[Texto] Parabéns, Fernanda Montenegro!

Os noventa anos de dona Fernanda Montenegro

Nascida num 16 de outubro do ano de 1929, Arlette Pinheiro da Silva, mais tarde Arlette Pinheiro da Silva Torres, nossa gigantesca Fernanda Montenegro tinha a missão de trazer luz com sua arte, e assim o fez. 

Fernanda iniciou a vida artística no início da década de 50 na peça Alegres Canções nas Montanhas, ao lado do marido, o saudoso Fernando Torres. Não parou mais. Dona Fernanda agraciou o público da TV Globo no ano de 1981 quando participou de Baila Comigo, responsável por marcar o início da trajetória das Helenas de Manoel Carlos. Na trama protagonizada por Lílian Lemmertz e Tony Ramos — que vivia gêmeos —, Fernanda deu vida a Sílvia Toledo Fernandes, personagem escrita especialmente para ela pelo autor. Ainda no mesmo ano, viveu Chica Newman também no horário nobre em Brilhante, de Gilberto Braga. Na novela, Chica designava a designer de joias Luísa (vivida por Vera Fischer) para casar com seu filho Inácio, papel que coube a Dennis Carvalho, que era homossexual.

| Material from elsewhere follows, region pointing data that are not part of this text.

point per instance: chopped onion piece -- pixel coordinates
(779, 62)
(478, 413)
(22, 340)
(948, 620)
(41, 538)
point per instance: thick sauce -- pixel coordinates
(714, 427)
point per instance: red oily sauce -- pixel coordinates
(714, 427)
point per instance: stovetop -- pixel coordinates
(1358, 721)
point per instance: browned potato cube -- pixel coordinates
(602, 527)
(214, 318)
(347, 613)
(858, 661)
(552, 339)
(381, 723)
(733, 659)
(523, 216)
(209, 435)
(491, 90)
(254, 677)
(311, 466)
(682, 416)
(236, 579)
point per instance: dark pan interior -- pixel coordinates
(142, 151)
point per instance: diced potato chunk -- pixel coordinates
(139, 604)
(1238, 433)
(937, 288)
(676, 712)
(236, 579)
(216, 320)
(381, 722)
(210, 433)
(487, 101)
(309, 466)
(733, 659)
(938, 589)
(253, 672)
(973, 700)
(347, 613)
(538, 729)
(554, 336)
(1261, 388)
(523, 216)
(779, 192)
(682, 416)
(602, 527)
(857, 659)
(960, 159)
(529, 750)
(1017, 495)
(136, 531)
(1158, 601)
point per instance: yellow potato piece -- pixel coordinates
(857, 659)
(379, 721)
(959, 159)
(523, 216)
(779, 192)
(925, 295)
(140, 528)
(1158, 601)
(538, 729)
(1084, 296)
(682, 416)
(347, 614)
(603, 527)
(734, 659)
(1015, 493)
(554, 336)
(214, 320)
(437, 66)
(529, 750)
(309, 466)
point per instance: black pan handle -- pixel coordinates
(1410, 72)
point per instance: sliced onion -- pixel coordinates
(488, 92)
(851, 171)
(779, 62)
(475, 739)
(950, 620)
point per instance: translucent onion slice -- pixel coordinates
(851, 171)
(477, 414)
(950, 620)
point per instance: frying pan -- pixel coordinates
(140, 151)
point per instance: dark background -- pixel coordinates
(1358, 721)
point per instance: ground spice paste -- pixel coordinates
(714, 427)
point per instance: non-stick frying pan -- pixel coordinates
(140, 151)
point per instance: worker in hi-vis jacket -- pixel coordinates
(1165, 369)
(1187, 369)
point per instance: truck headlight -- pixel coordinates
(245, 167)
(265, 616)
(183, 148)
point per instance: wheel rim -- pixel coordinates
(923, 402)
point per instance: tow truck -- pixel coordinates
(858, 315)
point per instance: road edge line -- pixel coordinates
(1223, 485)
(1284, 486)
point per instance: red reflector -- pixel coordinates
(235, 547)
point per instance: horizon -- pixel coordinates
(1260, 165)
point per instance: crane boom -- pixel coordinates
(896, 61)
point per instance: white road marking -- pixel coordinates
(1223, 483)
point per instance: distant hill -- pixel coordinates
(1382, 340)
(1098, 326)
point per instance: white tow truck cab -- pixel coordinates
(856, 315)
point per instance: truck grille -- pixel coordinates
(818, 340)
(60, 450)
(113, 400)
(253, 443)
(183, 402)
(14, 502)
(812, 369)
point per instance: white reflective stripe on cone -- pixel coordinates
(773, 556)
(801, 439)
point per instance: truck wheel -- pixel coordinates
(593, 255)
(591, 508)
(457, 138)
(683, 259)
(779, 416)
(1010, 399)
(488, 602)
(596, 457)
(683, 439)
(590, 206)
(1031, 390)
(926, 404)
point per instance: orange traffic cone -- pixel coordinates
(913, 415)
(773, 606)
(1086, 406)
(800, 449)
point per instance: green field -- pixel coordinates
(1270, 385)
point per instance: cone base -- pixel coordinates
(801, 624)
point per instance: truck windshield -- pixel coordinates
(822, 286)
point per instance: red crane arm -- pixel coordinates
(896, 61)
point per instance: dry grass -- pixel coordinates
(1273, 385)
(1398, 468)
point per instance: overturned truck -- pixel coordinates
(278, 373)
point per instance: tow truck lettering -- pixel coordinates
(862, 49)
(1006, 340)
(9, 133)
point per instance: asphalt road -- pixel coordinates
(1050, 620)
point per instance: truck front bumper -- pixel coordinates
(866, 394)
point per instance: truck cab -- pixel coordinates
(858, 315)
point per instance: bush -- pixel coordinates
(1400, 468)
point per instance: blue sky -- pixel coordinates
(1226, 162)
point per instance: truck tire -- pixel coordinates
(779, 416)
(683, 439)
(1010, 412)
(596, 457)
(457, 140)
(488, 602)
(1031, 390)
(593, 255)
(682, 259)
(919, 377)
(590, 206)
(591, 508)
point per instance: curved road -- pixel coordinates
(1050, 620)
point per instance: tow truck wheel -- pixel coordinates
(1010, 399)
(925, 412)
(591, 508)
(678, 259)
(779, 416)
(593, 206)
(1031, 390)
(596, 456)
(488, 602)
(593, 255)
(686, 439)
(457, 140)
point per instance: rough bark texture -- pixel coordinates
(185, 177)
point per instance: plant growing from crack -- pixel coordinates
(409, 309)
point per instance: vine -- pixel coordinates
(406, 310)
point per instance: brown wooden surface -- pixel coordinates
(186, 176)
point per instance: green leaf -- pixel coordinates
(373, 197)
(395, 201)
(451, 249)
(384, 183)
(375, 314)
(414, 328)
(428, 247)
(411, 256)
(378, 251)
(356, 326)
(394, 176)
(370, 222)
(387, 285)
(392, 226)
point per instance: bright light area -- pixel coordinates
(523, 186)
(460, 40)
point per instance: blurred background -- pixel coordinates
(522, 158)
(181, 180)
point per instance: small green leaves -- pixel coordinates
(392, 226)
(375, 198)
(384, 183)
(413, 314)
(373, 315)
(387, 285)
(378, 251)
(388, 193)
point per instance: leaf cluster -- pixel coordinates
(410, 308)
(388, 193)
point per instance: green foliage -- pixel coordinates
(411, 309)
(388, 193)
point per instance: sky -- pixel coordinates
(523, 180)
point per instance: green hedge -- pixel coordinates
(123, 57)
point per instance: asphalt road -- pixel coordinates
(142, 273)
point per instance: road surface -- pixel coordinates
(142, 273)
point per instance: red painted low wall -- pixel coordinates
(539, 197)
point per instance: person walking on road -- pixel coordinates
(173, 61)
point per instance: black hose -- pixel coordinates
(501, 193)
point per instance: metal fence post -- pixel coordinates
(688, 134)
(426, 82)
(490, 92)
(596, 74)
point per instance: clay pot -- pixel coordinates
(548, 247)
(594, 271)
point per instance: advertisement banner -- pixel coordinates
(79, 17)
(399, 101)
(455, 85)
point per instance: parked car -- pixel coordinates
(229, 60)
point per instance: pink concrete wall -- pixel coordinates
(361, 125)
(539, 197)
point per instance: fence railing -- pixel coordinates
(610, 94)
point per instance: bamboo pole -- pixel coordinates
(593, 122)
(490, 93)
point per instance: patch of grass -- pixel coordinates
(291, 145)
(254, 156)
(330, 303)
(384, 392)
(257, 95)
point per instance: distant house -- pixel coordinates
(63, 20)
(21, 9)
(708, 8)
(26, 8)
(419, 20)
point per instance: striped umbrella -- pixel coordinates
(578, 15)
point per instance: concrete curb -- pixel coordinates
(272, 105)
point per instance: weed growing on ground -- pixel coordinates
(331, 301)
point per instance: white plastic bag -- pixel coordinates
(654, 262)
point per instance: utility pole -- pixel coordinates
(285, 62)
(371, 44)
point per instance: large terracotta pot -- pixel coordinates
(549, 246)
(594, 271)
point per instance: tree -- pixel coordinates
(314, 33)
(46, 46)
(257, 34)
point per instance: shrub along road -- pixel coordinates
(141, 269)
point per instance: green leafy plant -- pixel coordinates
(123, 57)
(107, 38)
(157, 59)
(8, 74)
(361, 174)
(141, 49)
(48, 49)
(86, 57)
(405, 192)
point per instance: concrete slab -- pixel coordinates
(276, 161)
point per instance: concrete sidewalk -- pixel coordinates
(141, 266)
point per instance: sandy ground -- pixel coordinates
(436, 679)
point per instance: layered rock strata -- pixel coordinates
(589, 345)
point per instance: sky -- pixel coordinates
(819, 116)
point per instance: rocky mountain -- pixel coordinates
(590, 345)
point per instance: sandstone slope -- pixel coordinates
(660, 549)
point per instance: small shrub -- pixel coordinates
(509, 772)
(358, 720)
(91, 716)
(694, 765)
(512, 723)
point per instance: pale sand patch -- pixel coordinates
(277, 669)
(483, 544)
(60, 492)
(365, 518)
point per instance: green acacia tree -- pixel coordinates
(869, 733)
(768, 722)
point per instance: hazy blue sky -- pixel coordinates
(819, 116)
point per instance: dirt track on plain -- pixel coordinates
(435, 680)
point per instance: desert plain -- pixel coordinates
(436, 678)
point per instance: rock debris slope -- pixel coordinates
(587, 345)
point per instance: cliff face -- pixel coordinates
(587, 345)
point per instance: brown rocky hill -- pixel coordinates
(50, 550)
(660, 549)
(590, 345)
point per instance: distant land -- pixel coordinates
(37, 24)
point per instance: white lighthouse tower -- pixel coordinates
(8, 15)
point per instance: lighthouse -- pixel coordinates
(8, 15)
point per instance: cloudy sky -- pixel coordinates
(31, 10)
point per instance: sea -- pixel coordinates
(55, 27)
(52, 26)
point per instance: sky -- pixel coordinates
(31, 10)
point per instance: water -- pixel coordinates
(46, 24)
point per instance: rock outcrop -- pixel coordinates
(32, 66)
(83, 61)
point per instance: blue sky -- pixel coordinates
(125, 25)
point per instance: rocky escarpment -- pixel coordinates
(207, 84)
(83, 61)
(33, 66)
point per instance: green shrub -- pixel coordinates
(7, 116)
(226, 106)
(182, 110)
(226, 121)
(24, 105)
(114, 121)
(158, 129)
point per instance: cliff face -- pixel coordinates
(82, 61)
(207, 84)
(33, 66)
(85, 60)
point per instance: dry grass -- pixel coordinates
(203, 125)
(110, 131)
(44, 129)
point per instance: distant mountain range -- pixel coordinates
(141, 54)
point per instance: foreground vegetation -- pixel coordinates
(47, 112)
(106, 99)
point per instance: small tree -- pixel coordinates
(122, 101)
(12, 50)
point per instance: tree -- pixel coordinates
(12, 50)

Fernanda interpretando Charlô na icônica cena da briga em Guerra dos Sexos

A carreira da atriz pela televisão é gigantesca, e tem personagens fortes como a Charlô, de Guerra dos Sexos, a Naná de Cambalacho e a cafetina Jacutinga de Renascer. Mais recentemente pôde ser vista em A Dona do Pedaço, atual cartaz do horário nobre da Globo onde na primeira fase deu vida à matriarca assassina Dulce, responsável pela chacina da família Matheus, do personagem de Marcos Palmeira. Em 2012 foi agraciada com o Emmy Internacional de Melhor Atriz pela divertida Dona Picucha de Doce de Mãe.

E no cinema, Fernanda encantou e emocionou. Colecionando trabalhos como Eles Não Usam Black-tie e O Auto da Compadecida, levou o mundo às lágrimas como a bruta Dora de Central do Brasil, escrito por Marcos Bernstein e João Emanuel Carneiro (autor de obras como Da Cor do Pecado e Avenida Brasil), e dirigido por Walter Salles, papel que inclusive lhe rendeu o Urso de Prata no Festival de Berlim e ainda uma indicação ao Oscar de Melhor Atriz, o qual não venceu (injustamente). Mas não nos cabe esta discussão, afinal de contas, dona Fernanda é maior do que isso. Também co-protagonizou o sensível e potente drama Casa de Areia ao lado da filha, a brilhante Fernanda Torres.

Fernanda em “Central do Brasil”, papel que lhe rendeu a indicação ao Oscar de Melhor Atriz

Além dos inúmeros prêmios que constam na carreira da artista, Fernanda foi condecorada, em 1999, com a maior comenda civil do país, a Grã-Cruz da Ordem Nacional do Mérito, entregue pelo presidente da época, Fernando Henrique Cardoso. Em 2013 ainda foi eleita a décima-quinta celebridade mais influente do país pela revista Forbes.

Nestes noventa anos nos cabe agradecer a dona Fernanda Montenegro, este símbolo de arte e resistência no Brasil, que nos lembra sempre que está em cena e até fora dela que é permitido sonhar, lutar, resistir e principalmente, amar. Salve Fernandona!